To be overly pedantic, all energy is “renewable”. For example, coal is the remains of ancient plants that when burned releases CO2 into the atmosphere which is taken up by living plants which will die and be buried and after millennia of heat and pressure become coal which when burned will release CO2 into the atmosphere . . .
 
To be overly pedantic, all energy is “renewable”. For example, coal is the remains of ancient plants that when burned releases CO2 into the atmosphere which is taken up by living plants which will die and be buried and after millennia of heat and pressure become coal which when burned will release CO2 into the atmosphere . . .
Coal will never renew because, and this is interesting, those deposits were laid down before fungi that could decay fallen timber had evolved.
Now coal formation is nearly impossible.
 
@Phyrebrat Reading your story I can't help but wonder what Death Metal is up to in this scene . . .

I'm off to build a fusion reactor, all I need is some Lego and super glue and it will be up and running in no time.
Never thought I'd see the day you'd trade in the ray guns and pitchforks for Lego.
To be overly pedantic, all energy is “renewable”.
Well, to be pedantic, I could say that "renewable energy" as a term in common use is more exclusive than a reference to any energy source which could be deemed technically or theoretically "renewable" (which would be all of them, given you can't create or destroy energy). But I'm being cheeky.
Coal will never renew because, and this is interesting, those deposits were laid down before fungi that could decay fallen timber had evolved.
Now coal formation is nearly impossible.
That's interesting, I didn't know that. I also did some quick googling and apparently synthetic creation of coal is difficult and expensive to the point that, at scale, it takes way more energy to create the coal than you would get out of it.

On another note, I was reading about the concept of mining the asteroid belt (and totally didn't start watching The Expanse recently); could use Mars as a staging area and set up a space elevator using Phobos (which I didn't realize is tidally locked to Mars) to help accelerate craft out to the belt; somebody at NASA wrote a brief paper about it 20 years ago. Besides the minerals/metals in the asteroids, any frozen water can be broken down into hydrogen for fuel and oxygen for, y'know, breathing in space and stuff.
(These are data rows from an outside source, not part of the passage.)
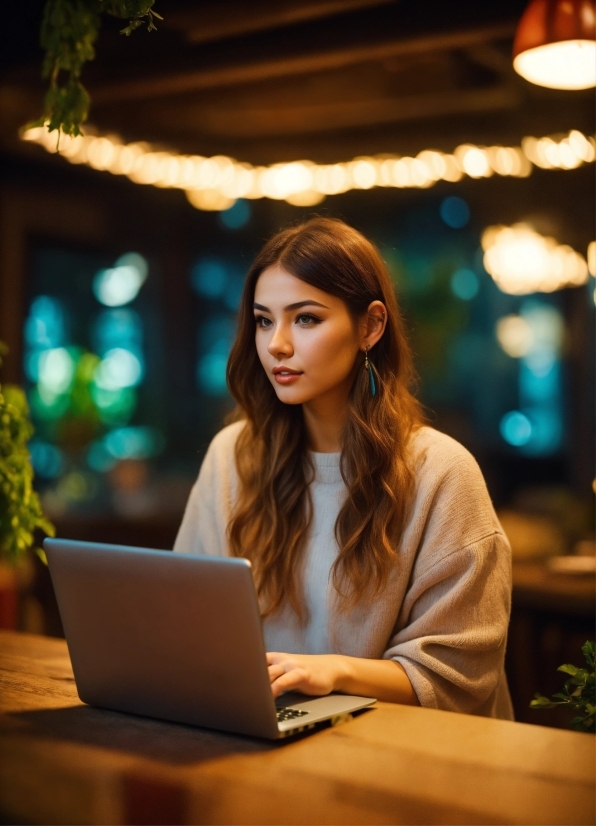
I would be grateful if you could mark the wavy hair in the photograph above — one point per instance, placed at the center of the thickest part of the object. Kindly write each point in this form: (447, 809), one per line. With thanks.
(270, 521)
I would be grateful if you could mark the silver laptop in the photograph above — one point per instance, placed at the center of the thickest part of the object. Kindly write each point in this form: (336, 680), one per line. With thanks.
(177, 637)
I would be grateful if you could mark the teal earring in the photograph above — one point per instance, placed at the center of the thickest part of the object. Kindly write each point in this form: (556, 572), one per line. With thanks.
(368, 366)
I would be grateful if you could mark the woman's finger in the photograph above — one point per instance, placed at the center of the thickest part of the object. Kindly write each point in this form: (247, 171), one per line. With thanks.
(297, 678)
(275, 671)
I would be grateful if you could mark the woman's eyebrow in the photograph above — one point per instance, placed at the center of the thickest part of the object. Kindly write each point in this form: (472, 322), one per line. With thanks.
(295, 306)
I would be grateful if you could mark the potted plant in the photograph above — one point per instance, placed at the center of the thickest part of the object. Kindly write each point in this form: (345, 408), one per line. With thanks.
(578, 692)
(20, 509)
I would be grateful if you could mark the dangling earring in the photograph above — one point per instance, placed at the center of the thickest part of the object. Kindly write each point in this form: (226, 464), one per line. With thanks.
(368, 366)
Wonder if we don't blow ourselves up before we find a way to make that sort of space travel (or any sort of frequent, far-flung space travel) a little more realistic.
 
Wonder if we don't blow ourselves up before we find a way to make that sort of space travel (or any sort of frequent, far-flung space travel) a little more realistic.

The parasitic cynic growing inside my brain says there’s a better chance of the former than the latter. In mathematically thematic terms: human aptitude for destruction > human budget for construction. But I really do try to not listen to the pestering little mind worm.
 
@Phyrebrat .... The Eternal Lament of Music .... Phyrebrat sings a song of music with a genre war.
*You've sent me to Google again. I did not know the word crotchets.

 
The parasitic cynic growing inside my brain says there’s a better chance of the former than the latter. In mathematically thematic terms: human aptitude for destruction > human budget for construction. But I really do try to not listen to the pestering little mind worm.
Well, sometimes it is just more fun to build weapons than it is targets. Or maybe it's just that, as a general galactic rule, the technology required to meaningfully escape your home planet is always subsequent to the technology that gives a species the power to destroy themselves (one version/variation of the Great Filter idea).

While I can't speak for your mind worm, if it wasn't for mine I'd never write any stories worth reading (lifetime challenge vote count notwithstanding).
 
@AnRoinnUltra .... The eternally practical literary analysis of AI Metacritic Sub Process BZF3158 .... works to remind us that not all creation is created equal.

@Yozh .... All in all... .... a story that makes me question if construction is being done by some other means than the obvious one.